Name of award and a brief description:

The Ebell of Los Angeles is a social and philanthropic organization. The Ebell Club was founded by women in the late nineteenth century. Though it began small, The Ebell Scholarship Program now provides scholarships, totaling hundreds of thousands of dollars, to students annually.

What are your future educational and career goals?

I am currently pursuing a career in filmmaking. While I am pursuing both fiction and non-fiction filmmaking, I am particularly interested in educational media and science communication. My goal is to write and direct my own films. I plan to apply for internships with various production companies and studios before and after I graduate. I may choose to pursue a master’s degree in the future, but for now I am focusing my efforts on completing my BA and establishing a solid portfolio and digital online presence.

What inspired you to apply for this award?

While researching scholarships, the Ebell caught my attention because of the organization’s rich history and philanthropic endeavors. Their organization, according to their website, awards hundreds of thousands of dollars in scholarships annually. Additionally, the organization’s motto appealed to me on a personal level.

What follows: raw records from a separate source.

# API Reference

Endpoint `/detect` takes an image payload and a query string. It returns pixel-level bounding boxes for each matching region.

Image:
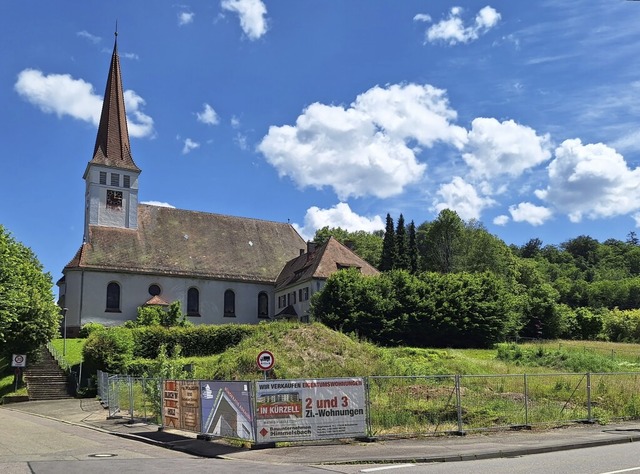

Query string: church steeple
[91,32,140,171]
[84,32,140,242]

The Ebell’s motto, “I will find a way, or make one – I serve,” is a variation of a quote often attributed to Hannibal, who is supposed to have said, “I will either find a way or make one,” when told that using elephants to cross the Alps was impossible. Various iterations of this phrase have been used as mottos, but the Ebell made one important addition – “I serve.”

I often find myself having to “find a way, or make one,” and I believe that there always is a way. “The best laid plans of mice and men,” as the poet, Robert Burns, wrote, “often go askew,” and student life has an unfortunate tendency of swerving in odd directions. But radical changes and unexpected emergencies can (and, I believe, should) be met with tenacity and determination.

As a college student often struggling to “find a way, or make one,” the Ebell scholarship program seemed, to me, like an obvious scholarship to which I should apply.

What was the most challenging part of the application process?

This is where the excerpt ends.